Wie haben die Unternehmen denn auf den Währungsschock reagiert?

Um die negativen Auswirkungen der Frankenstärke zu dämpfen, haben die Unternehmen der MEM-Industrie mit einer Vielzahl von Maßnahmen reagiert. Im Vordergrund standen Produkt- und Prozessverbesserungen wie Effizienzsteigerungen (64 % der Firmen), rigoroses Produktkostenmanagement (57 %) und Maßnahmen zur Forcierung der Innovation (48 %). Es fällt zudem auf, dass über die Hälfte der Unternehmen (51 %) nach der Entscheidung der Schweizer Nationalbank gezwungen waren, die Preise zu senken, um nicht aus dem Markt gedrängt zu werden. Das ist einer der Gründe für die teilweise massiven Margenverluste. Bisher wurden Maßnahmen, welche die Mitarbeitenden direkt betreffen, nur sehr zurückhaltend ergriffen. Ich befürchte aber, dass es in der zweiten Jahreshälfte zu einem Anstieg bei der Kurzarbeit sowie zu Stellenabbau kommen wird, falls sich der Franken nicht spürbar abschwächt.

Welche Bereiche der MEM-Industrie sind von der Aufwertung nicht berührt und warum?

Am wenigsten betroffen sind Unternehmen, die international breit aufgestellt sind und dadurch das Währungsrisiko einfacher mit gezielten Maßnahmen absichern können. Eine weitere Kategorie sind Firmen, die in ihrem Markt eine Alleinstellung haben und entsprechend auch Preiserhöhungen bei ihren Kunden durchsetzen können.

Wie sind Ihrer Einschätzung nach für deutsche Unternehmen die längerfristigen Aussichten einer Zusammenarbeit mit Schweizer Unternehmen?

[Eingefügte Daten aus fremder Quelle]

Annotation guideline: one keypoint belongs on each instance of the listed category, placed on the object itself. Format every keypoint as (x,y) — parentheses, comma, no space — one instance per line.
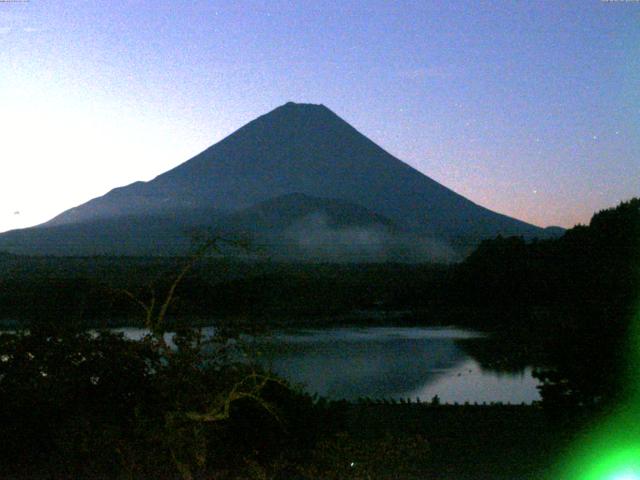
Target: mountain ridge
(308,150)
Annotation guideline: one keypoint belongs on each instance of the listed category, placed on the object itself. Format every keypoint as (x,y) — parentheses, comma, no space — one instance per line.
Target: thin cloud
(424,73)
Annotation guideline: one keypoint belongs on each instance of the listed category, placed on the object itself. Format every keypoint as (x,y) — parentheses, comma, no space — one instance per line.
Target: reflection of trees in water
(501,355)
(375,369)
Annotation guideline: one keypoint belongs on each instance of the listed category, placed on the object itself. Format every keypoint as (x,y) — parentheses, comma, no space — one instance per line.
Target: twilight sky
(530,108)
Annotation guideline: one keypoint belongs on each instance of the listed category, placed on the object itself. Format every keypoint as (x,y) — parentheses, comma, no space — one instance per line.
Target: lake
(387,363)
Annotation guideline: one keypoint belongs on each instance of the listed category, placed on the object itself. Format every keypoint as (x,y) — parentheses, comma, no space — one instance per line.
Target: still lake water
(386,362)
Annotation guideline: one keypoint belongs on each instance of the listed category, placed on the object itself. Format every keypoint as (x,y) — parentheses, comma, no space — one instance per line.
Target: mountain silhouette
(298,158)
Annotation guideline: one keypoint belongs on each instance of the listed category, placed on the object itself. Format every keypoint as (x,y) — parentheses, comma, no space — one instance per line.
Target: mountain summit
(297,148)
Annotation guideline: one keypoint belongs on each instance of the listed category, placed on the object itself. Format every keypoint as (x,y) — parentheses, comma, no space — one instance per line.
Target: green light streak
(611,451)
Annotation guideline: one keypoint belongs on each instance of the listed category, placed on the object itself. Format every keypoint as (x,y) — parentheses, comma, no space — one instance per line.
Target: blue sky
(528,108)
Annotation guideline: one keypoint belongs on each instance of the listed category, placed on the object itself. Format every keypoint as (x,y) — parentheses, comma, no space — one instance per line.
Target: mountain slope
(296,148)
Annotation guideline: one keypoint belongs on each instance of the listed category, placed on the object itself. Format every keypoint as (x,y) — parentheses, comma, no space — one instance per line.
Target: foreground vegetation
(79,403)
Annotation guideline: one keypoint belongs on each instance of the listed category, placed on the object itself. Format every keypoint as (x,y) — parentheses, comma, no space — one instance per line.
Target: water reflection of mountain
(501,355)
(381,368)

Die Schweizer MEM-Industrie wird nicht untergehen. Sie hat in der Vergangenheit schon mehrfach bewiesen, dass sie mit schwierigen Situationen umgehen kann. Die Schweizer Firmen werden deshalb auch künftig absolut verlässliche Geschäftspartner für deutsche Unternehmen bleiben und die gewohnt hohe Service- und Produktqualität liefern. Daran wird die Frankenstärke nichts ändern. Im Gegenteil. Die Unternehmen werden das Streben nach noch besseren Produkten und Dienstleistungen noch verstärken. Denn nur so können Schweizer Firmen im Ausland höhere Preise und damit wieder ausreichende Gewinnmargen erzielen. Wem die Ausrichtung auf dieses verschärfte Umfeld gelingt, wird mittelfristig an Wettbewerbskraft gewinnen.